他离去的脚步几不可察地顿了一下,仅仅是一下,快得无人能察觉,随即又以更快的速度,更决绝的姿态,消失在基地幽深的走廊尽头。他没有回头,一次也没有。
命令,依旧被不折不扣地执行着。赵坤被转移到了更隐秘、守卫更森严的囚室,严加看管,等待“千年醉”药效过去后的审讯。针对赵家残余势力的清洗,在夜色中以更高的效率展开,如同无形的瘟疫,吞噬着那些依附于赵坤这棵腐木的藤蔓。

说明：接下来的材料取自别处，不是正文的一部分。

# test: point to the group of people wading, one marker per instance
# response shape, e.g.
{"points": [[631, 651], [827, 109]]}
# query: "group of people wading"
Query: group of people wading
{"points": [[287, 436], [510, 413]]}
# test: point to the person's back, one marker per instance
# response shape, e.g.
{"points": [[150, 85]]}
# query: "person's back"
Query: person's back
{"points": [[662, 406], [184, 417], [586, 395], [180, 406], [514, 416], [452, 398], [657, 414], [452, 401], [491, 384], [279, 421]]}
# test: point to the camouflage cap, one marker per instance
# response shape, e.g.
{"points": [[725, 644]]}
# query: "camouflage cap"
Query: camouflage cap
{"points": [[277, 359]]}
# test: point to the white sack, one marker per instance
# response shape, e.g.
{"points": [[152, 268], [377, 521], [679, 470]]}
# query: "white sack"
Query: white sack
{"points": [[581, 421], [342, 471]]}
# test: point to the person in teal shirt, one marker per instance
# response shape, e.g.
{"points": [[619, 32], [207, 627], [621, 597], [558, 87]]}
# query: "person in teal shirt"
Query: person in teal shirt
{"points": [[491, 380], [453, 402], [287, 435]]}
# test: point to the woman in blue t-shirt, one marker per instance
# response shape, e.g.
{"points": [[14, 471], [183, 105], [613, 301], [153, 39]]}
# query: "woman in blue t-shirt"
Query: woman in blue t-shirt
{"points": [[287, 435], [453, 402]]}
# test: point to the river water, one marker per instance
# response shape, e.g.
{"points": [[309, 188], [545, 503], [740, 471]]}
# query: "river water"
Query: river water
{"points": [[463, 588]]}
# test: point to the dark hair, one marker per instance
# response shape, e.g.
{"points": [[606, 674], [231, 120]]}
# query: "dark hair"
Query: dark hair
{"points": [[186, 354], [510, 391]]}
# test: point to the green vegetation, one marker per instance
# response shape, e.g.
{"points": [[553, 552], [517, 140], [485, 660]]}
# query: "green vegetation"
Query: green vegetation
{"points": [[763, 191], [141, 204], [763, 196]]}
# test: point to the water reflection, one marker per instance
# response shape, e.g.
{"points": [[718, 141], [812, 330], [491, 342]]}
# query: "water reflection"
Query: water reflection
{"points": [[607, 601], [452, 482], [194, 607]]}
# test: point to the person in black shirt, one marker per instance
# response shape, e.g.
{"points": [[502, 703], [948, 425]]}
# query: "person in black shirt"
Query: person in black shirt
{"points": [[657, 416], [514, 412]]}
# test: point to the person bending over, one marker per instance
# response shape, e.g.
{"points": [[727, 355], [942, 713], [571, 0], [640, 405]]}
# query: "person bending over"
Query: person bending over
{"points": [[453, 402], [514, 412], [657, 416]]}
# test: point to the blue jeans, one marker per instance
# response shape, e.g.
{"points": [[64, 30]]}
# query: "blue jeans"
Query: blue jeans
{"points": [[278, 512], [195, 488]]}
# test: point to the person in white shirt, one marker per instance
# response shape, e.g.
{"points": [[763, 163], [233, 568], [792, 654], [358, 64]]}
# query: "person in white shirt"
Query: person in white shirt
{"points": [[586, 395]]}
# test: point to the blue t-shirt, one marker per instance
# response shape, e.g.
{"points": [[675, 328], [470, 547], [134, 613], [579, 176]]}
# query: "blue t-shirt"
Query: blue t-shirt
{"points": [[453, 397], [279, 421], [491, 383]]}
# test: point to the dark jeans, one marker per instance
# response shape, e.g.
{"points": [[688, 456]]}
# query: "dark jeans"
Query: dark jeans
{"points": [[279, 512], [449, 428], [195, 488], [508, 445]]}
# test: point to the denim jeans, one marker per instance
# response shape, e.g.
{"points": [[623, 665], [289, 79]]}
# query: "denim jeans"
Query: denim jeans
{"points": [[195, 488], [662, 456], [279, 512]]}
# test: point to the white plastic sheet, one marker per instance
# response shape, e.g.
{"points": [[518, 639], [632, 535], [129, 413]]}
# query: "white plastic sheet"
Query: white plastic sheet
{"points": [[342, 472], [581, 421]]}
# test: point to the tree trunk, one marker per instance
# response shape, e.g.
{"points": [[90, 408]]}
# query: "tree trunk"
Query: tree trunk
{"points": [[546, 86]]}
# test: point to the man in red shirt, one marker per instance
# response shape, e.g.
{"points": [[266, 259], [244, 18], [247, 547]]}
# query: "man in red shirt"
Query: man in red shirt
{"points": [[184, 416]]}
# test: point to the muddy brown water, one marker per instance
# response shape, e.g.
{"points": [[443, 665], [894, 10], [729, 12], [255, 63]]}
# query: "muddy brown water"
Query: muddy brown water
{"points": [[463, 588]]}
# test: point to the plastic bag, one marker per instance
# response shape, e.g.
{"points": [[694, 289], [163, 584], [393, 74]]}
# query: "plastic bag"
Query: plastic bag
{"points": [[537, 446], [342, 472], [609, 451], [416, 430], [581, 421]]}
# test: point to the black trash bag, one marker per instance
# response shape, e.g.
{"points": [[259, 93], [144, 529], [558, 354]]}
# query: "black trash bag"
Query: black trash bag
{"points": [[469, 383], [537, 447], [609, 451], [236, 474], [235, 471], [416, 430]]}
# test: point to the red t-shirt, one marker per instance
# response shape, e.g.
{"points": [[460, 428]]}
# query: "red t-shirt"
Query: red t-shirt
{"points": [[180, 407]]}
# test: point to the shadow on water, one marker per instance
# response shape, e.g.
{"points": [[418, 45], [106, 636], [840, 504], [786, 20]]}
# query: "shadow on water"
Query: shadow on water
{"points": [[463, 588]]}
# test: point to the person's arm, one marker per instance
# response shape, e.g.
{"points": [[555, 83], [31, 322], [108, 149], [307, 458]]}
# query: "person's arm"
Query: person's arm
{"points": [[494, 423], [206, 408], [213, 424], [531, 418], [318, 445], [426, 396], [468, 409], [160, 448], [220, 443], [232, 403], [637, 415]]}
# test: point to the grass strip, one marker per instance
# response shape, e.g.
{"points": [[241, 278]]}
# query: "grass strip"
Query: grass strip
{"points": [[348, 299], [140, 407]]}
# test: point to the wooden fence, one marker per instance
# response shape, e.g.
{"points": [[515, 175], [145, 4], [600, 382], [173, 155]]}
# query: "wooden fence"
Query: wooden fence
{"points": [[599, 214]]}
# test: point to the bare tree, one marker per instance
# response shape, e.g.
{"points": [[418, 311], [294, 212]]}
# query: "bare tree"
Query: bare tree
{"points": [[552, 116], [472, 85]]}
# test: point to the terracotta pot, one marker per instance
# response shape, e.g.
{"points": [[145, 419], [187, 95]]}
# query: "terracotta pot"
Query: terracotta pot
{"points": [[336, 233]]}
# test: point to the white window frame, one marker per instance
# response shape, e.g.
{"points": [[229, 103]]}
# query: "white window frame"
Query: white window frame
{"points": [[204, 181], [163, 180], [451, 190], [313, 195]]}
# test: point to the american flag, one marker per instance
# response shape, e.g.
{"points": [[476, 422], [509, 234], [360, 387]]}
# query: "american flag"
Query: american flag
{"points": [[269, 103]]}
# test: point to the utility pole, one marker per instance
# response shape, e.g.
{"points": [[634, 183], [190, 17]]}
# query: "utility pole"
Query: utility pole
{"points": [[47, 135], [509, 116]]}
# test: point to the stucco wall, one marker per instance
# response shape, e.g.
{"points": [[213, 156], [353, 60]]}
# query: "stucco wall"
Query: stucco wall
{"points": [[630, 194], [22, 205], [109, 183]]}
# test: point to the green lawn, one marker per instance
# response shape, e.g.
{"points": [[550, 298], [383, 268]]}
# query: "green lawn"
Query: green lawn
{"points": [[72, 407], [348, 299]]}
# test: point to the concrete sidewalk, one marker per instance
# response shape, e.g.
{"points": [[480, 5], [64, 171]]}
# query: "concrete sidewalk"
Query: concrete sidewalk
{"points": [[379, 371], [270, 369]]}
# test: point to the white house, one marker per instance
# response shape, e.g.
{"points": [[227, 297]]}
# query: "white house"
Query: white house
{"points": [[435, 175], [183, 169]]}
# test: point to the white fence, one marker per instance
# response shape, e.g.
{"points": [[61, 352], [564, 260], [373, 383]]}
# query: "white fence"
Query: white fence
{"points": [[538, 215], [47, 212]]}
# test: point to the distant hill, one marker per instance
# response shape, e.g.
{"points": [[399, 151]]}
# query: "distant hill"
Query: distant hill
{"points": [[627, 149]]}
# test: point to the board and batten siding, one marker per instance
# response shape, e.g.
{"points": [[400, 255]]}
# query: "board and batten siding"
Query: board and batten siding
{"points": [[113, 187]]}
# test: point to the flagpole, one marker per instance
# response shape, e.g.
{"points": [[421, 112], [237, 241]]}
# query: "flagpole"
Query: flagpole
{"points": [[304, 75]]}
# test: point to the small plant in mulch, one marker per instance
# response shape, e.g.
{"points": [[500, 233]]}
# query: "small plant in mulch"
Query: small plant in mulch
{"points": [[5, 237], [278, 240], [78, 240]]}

但属于萧逸个人的风暴,却在他回到顶层公寓,踏入那片过于空旷和寂静的空间时,才真正开始。
他没有开灯,任由窗外城市的霓虹将斑驳陆离的光影投映在光洁如镜的地板和冰冷的家具上。空气中仿佛还残留着云澈身上那股极淡的、混合着药草与清冽气息的味道,以及……不久前那场激烈争吵带来的、令人窒息的硝烟味。
他走到酒柜前,没有选择往常偏好的烈酒,而是拿起了一瓶未开封的矿泉水,拧开,仰头灌了几口。冰凉的液体滑过喉咙,却无法浇灭胸腔里那团灼烧的、烦躁的火焰。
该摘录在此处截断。